Aston Villa have done the unthinkable. They won the Europa League. Not in some alternate timeline where football makes sense, but in actual 2026, in this dimension, with real players and real matches. Now comes the hard part: what on earth do you do next?

The club sits at a crossroads that most teams dream of and none are equipped to handle. You cannot simply repeat last season—that is not how ambition works in modern football. You must transcend. You must evolve. You must, apparently, abandon all rational thought and embrace solutions so spectacularly unhinged that even Roman Abramovich would pause mid-acquisition to ask if you had lost your mind.

Let us walk through Aston Villa’s inevitable roadmap to “next level” status, because the old roadmap—“sign good players, coach them well, win matches”—is for losers who have never tasted continental glory.

First, the transfer strategy. Villa’s scouting department has done respectable work, but respectable is the enemy of obsession. The club should immediately hire a psychic. Not a sports psychologist—those are for managing egos and processing trauma. A genuine psychic. Someone who can close their eyes during transfer negotiations and tell you which 22-year-old midfielder in the Portuguese second division will have a career trajectory that peaks exactly when you need him most. Forget data analytics. Forget video analysis. The future is vibes, intuition, and reading the aura of a player’s left foot.

The psychic will work alongside a newly created Department of Unnecessary Complexity.
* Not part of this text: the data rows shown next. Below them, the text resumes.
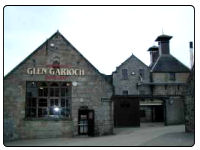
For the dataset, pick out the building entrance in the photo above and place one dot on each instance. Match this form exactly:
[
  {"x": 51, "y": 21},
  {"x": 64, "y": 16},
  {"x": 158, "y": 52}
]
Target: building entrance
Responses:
[
  {"x": 85, "y": 121},
  {"x": 126, "y": 111}
]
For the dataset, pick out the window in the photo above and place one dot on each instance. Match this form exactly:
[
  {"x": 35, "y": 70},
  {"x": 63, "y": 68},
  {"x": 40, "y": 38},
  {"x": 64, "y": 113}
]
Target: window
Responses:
[
  {"x": 125, "y": 92},
  {"x": 124, "y": 74},
  {"x": 172, "y": 76},
  {"x": 141, "y": 74},
  {"x": 48, "y": 99},
  {"x": 142, "y": 113}
]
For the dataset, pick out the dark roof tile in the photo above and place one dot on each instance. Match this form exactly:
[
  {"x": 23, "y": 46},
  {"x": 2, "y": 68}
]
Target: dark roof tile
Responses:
[{"x": 168, "y": 63}]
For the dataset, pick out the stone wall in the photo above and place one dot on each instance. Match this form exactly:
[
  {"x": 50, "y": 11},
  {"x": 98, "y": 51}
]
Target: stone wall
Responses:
[
  {"x": 190, "y": 104},
  {"x": 132, "y": 65},
  {"x": 169, "y": 89},
  {"x": 90, "y": 88},
  {"x": 174, "y": 109}
]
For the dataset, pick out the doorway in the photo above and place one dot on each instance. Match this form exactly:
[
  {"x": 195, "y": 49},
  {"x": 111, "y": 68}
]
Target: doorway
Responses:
[{"x": 85, "y": 121}]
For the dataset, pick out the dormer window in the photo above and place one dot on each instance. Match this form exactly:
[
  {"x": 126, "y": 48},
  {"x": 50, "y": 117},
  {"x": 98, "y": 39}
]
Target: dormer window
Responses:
[
  {"x": 172, "y": 76},
  {"x": 124, "y": 74}
]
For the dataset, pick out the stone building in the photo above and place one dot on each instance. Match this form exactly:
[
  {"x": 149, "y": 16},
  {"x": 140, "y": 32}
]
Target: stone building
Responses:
[
  {"x": 158, "y": 90},
  {"x": 190, "y": 104},
  {"x": 56, "y": 92}
]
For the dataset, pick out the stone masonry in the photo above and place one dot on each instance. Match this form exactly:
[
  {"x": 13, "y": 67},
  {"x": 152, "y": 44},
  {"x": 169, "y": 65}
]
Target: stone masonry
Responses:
[{"x": 90, "y": 89}]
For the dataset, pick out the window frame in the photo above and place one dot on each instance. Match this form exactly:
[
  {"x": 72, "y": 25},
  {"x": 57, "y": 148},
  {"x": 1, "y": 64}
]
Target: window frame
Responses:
[
  {"x": 124, "y": 74},
  {"x": 43, "y": 112},
  {"x": 172, "y": 76}
]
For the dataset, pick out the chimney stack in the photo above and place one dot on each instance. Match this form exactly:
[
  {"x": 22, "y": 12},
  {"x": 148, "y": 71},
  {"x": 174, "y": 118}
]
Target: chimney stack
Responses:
[
  {"x": 163, "y": 43},
  {"x": 153, "y": 54},
  {"x": 191, "y": 54}
]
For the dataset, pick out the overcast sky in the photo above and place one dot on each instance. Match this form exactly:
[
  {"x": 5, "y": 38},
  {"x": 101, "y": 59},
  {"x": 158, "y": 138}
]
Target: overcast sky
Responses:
[{"x": 106, "y": 36}]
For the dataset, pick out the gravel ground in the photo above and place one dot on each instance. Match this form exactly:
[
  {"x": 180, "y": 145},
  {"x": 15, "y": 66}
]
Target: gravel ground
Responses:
[{"x": 146, "y": 135}]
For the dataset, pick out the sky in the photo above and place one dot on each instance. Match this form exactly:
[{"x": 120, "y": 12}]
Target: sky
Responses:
[{"x": 105, "y": 35}]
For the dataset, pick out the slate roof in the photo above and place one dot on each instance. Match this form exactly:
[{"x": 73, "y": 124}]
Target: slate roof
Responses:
[
  {"x": 128, "y": 59},
  {"x": 153, "y": 48},
  {"x": 168, "y": 63},
  {"x": 163, "y": 37}
]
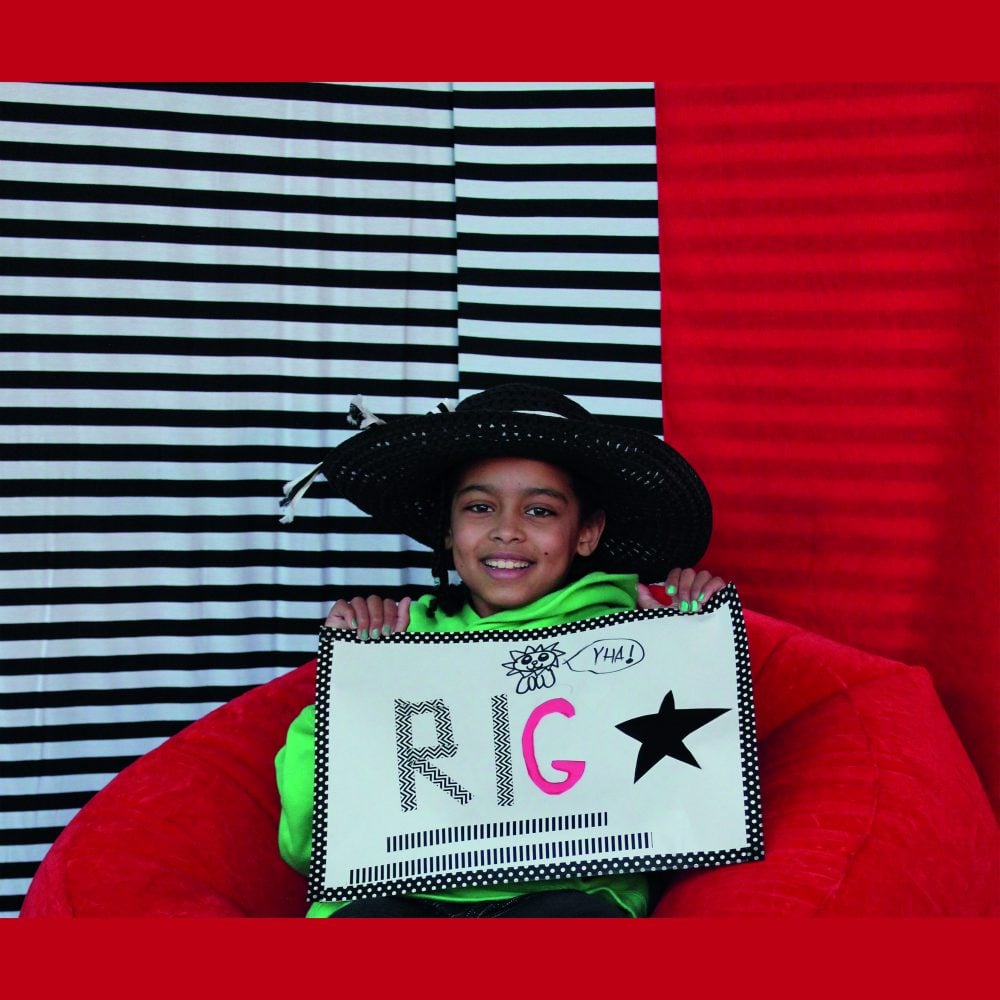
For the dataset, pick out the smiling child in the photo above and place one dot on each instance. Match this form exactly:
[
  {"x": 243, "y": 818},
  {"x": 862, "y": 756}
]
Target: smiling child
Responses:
[{"x": 548, "y": 516}]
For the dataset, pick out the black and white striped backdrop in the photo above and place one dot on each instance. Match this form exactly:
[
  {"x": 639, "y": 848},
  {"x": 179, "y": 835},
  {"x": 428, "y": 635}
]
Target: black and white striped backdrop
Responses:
[{"x": 195, "y": 281}]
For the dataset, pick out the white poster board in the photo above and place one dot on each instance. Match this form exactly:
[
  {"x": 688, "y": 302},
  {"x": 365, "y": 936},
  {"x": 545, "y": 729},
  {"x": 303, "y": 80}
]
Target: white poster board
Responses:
[{"x": 617, "y": 744}]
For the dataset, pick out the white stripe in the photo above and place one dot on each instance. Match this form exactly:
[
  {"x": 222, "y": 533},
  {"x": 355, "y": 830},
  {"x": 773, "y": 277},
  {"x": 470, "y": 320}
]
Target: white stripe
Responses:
[
  {"x": 304, "y": 222},
  {"x": 234, "y": 367},
  {"x": 541, "y": 225},
  {"x": 183, "y": 711},
  {"x": 14, "y": 853},
  {"x": 124, "y": 679},
  {"x": 529, "y": 191},
  {"x": 518, "y": 87},
  {"x": 579, "y": 296},
  {"x": 283, "y": 147},
  {"x": 227, "y": 329},
  {"x": 338, "y": 580},
  {"x": 262, "y": 294},
  {"x": 584, "y": 263},
  {"x": 505, "y": 332},
  {"x": 169, "y": 400},
  {"x": 48, "y": 784},
  {"x": 616, "y": 155},
  {"x": 165, "y": 644},
  {"x": 70, "y": 749},
  {"x": 246, "y": 256},
  {"x": 235, "y": 107},
  {"x": 42, "y": 817},
  {"x": 102, "y": 174},
  {"x": 533, "y": 119},
  {"x": 154, "y": 542}
]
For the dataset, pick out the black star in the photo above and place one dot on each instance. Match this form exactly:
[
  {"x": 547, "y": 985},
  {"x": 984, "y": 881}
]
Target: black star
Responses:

This team’s sole job is to make every decision harder than it needs to be. Want to sign a striker? Do not simply offer money. Create a bidding war between yourself and a fictional club. Negotiate against a ghost. Tell the player he can only join if he can recite the club’s entire 1982 fixture list backwards. Complexity signals seriousness. Everyone knows this.

Second, the managerial evolution. The current manager has done well—too well, in fact. Success breeds complacency, and complacency breeds mediocrity. Villa must hire a manager from outside football entirely. A chess grandmaster, perhaps. Or a conductor. Someone who understands that football, at its highest level, is really about orchestrating eleven separate egos into a symphony of occasionally coordinated movement. The chess grandmaster will implement a revolutionary tactic: playing with only nine outfield players and two goalkeepers. The opposition will be so confused that they will score own goals just trying to understand the formation.

Third, the stadium experience must be weaponized. Villa Park is lovely, but lovely does not win European titles. The club needs to install a organ that plays only in minor keys when the opposition has the ball. Every corner kick should be accompanied by a fog machine that makes it impossible for anyone to see anything, creating an atmosphere of pure chaos that somehow benefits Villa because they have memorized where everyone is standing. Introduce a rule that opposing players cannot use the bathroom during the match. Psychological warfare is not dirty—it is strategy.

Fourth, the player development program requires a complete overhaul. Young players should be trained by robots. Not because robots are better coaches—they are not—but because robots do not have feelings, and feelings are inefficient. Every training session should be conducted in zero gravity. Okay, that is logistically impossible, but the point stands: comfort breeds weakness. Villa should build a training ground inside a sensory deprivation chamber. Players will develop an almost supernatural ability to play by sound alone.

Fifth, the nutrition department needs to embrace pseudoscience wholesale. Forget sports nutritionists. Hire someone who believes in the healing power of crystals and the importance of eating foods that are the same color as the shirt they will wear. Tuesdays should be an all-asparagus diet. Thursdays, only foods that rhyme with “goal.” The players’ bodies will be so confused that their muscles will forget how to get tired.

Sixth, Villa must create a psychological warfare division dedicated to undermining opposing teams before they even arrive at Villa Park. Send them playlists of slightly off-key versions of their national anthem. Have a team of people follow their manager around the week before the match, whispering doubts into his ear. Not threatening—just subtle. “Your formation is interesting,” whispered by a stranger in a café. “I have never seen that before,” muttered by someone in the supermarket queue. The psychological toll will be immeasurable.

Seventh, and most importantly, the club must embrace the absurdity of their own success by creating a monument to it. Not a statue of the manager or the captain—that is pedestrian. Build a 200-foot bronze sculpture of the entire squad in a single moment of perfect celebration, frozen in time, positioned so that it casts a shadow directly onto any opposing manager’s dugout during afternoon matches. Every time they look up, they see their own failure reflected in the eyes of eleven bronze Villans who have already beaten them.

The path forward is clear. Aston Villa have proven they can win at the highest level. Now they must prove they can win while being absolutely, irredeemably ridiculous about it. That is the next level. That is world domination. That is the only way forward when you have already done the impossible and need to do it again.